そこで検事を務める佐久間佳枝さんは、自らの法曹としての軸を「正しくない強者に立ち向かい、正しい弱者を助けること」だと語る
つまり、刑事事件の真相を明らかにし、罪を犯した者に対して刑罰を適用して社会秩序を守る、これが検察の役割だ。具体的な業務内容は、事件を捜査し、起訴するかどうかを決め、法廷に立って裁判を遂行すること。この仕事に取り組む佐久間佳枝さんは「単純な表現で言えば、『やられた側に立つ』視点を持つことをモットーにしています」と語る。
被害を受けた人の心に刻まれた傷は、簡単に癒やされたりはしない。だからこそ、捜査を尽くすことで、せめて、被害者の不安や悲しみを少しでも和らげたい。被疑者に対しては、犯した罪に見合い、かつ、社会が納得する刑罰を受けさせる。

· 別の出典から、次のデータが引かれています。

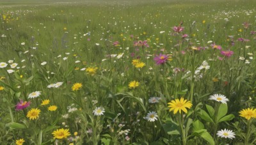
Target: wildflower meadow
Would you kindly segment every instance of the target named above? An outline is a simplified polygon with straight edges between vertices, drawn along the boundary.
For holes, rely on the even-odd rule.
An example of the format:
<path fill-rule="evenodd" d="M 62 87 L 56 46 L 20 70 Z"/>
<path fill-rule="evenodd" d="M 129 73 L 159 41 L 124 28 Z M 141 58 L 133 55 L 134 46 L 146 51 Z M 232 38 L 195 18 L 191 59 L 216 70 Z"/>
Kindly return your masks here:
<path fill-rule="evenodd" d="M 0 144 L 256 144 L 255 8 L 1 0 Z"/>

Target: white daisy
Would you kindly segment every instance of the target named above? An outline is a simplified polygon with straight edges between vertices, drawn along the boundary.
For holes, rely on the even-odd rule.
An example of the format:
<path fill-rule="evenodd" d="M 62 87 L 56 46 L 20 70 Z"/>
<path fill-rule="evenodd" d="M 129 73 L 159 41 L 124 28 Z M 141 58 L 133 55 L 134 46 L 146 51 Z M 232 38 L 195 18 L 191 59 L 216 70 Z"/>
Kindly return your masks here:
<path fill-rule="evenodd" d="M 28 98 L 36 98 L 36 97 L 39 97 L 40 95 L 41 95 L 41 92 L 36 91 L 36 92 L 29 93 L 29 95 L 28 95 Z"/>
<path fill-rule="evenodd" d="M 218 102 L 221 102 L 221 103 L 227 104 L 227 101 L 228 101 L 228 99 L 221 94 L 214 94 L 213 95 L 210 95 L 209 100 L 214 100 Z"/>
<path fill-rule="evenodd" d="M 0 62 L 0 68 L 4 68 L 7 66 L 7 64 L 5 62 Z"/>
<path fill-rule="evenodd" d="M 63 83 L 63 82 L 58 82 L 55 84 L 54 88 L 58 88 L 60 87 L 61 85 L 62 85 L 62 84 Z"/>
<path fill-rule="evenodd" d="M 145 119 L 147 120 L 148 121 L 154 122 L 156 120 L 157 120 L 157 117 L 158 117 L 157 113 L 156 113 L 155 111 L 149 111 Z"/>
<path fill-rule="evenodd" d="M 105 109 L 102 107 L 96 107 L 95 109 L 94 109 L 93 111 L 94 115 L 97 116 L 102 115 L 103 113 L 104 112 L 105 112 Z"/>
<path fill-rule="evenodd" d="M 18 64 L 13 63 L 13 64 L 12 64 L 10 66 L 11 66 L 11 67 L 13 69 L 13 68 L 15 68 L 15 67 L 17 67 L 17 66 L 18 66 Z"/>
<path fill-rule="evenodd" d="M 8 70 L 7 70 L 7 72 L 8 72 L 9 74 L 11 74 L 11 73 L 15 72 L 15 71 L 13 71 L 13 70 L 12 70 L 12 69 L 8 69 Z"/>
<path fill-rule="evenodd" d="M 159 97 L 152 97 L 148 99 L 148 102 L 149 103 L 157 103 L 159 102 L 159 100 L 160 100 L 160 99 L 161 99 L 161 98 L 159 98 Z"/>
<path fill-rule="evenodd" d="M 227 129 L 224 129 L 224 130 L 221 130 L 218 131 L 217 133 L 218 137 L 225 137 L 225 138 L 229 138 L 229 139 L 232 139 L 232 138 L 236 138 L 235 137 L 235 133 L 233 132 L 232 130 L 227 130 Z"/>
<path fill-rule="evenodd" d="M 47 62 L 43 62 L 41 63 L 41 65 L 42 65 L 42 66 L 44 66 L 44 65 L 45 65 L 47 63 Z"/>
<path fill-rule="evenodd" d="M 49 85 L 47 86 L 47 88 L 53 88 L 53 87 L 55 87 L 55 85 L 56 85 L 55 83 L 52 83 L 52 84 Z"/>

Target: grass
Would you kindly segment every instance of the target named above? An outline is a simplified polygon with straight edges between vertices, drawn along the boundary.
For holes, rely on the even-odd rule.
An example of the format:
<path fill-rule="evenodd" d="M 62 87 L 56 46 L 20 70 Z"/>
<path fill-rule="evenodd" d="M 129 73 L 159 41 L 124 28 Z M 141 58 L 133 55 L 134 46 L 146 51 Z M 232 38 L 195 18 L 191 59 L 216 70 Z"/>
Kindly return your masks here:
<path fill-rule="evenodd" d="M 255 106 L 256 3 L 246 2 L 0 1 L 0 62 L 18 64 L 0 68 L 0 144 L 255 143 L 255 116 L 239 116 Z M 173 32 L 180 24 L 184 31 Z M 145 40 L 148 48 L 135 46 Z M 214 43 L 234 55 L 222 55 Z M 156 65 L 160 53 L 172 60 Z M 132 65 L 135 59 L 145 66 Z M 129 87 L 133 81 L 137 87 Z M 57 82 L 63 84 L 47 88 Z M 76 83 L 82 87 L 72 90 Z M 28 98 L 35 91 L 41 95 Z M 216 93 L 227 105 L 209 100 Z M 181 97 L 192 104 L 188 113 L 169 112 L 167 103 Z M 20 99 L 31 103 L 16 111 Z M 50 104 L 41 105 L 45 99 Z M 103 115 L 93 113 L 102 107 Z M 35 120 L 26 116 L 32 108 L 41 111 Z M 150 111 L 157 120 L 145 119 Z M 54 139 L 62 128 L 70 135 Z M 236 138 L 218 137 L 224 128 Z"/>

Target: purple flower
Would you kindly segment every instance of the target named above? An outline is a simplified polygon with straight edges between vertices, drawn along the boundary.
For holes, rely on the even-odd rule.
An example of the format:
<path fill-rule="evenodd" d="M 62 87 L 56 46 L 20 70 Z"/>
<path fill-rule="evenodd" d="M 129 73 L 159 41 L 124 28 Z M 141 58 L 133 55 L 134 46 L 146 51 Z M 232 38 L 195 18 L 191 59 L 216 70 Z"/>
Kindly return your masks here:
<path fill-rule="evenodd" d="M 17 111 L 19 111 L 19 110 L 22 110 L 26 107 L 28 107 L 28 106 L 29 106 L 31 102 L 23 102 L 23 100 L 22 99 L 20 99 L 20 102 L 18 102 L 15 107 L 16 107 L 16 110 Z"/>
<path fill-rule="evenodd" d="M 168 59 L 169 55 L 162 55 L 161 53 L 160 53 L 159 55 L 156 55 L 156 57 L 154 58 L 154 60 L 155 60 L 156 64 L 158 65 L 165 63 Z"/>
<path fill-rule="evenodd" d="M 234 54 L 234 52 L 230 50 L 221 51 L 220 53 L 225 57 L 230 57 Z"/>
<path fill-rule="evenodd" d="M 174 27 L 172 28 L 172 29 L 173 30 L 174 32 L 178 32 L 178 33 L 179 33 L 179 32 L 182 32 L 182 31 L 184 30 L 184 27 L 181 27 L 180 25 L 180 26 L 178 26 L 178 27 L 174 26 Z"/>

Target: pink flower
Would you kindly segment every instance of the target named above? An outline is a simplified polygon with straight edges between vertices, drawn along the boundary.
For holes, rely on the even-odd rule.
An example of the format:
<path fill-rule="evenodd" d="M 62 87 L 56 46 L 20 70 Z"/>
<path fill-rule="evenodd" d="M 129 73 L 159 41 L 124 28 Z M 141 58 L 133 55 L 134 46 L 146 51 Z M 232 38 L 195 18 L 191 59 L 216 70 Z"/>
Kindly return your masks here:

「もちろんできることには限界があり、自分を万能だなどとは思ってはいません。そのうえで捜査を進めるときには、被疑者との関係性も大切にしています。何よりまず真相を話してもらわなければなりません。そのために心がけているのが、相手と真摯に向き合って話を聞く姿勢です。本当のことを聞きたいという熱意と誠意が伝わると、相手が心を開いてくれる場合もあります」
気持ちの通じた被疑者からは後に「お世話になりました」「人生を真面目にやり直します」とメッセージの添えられたお礼状が届くこともあるという。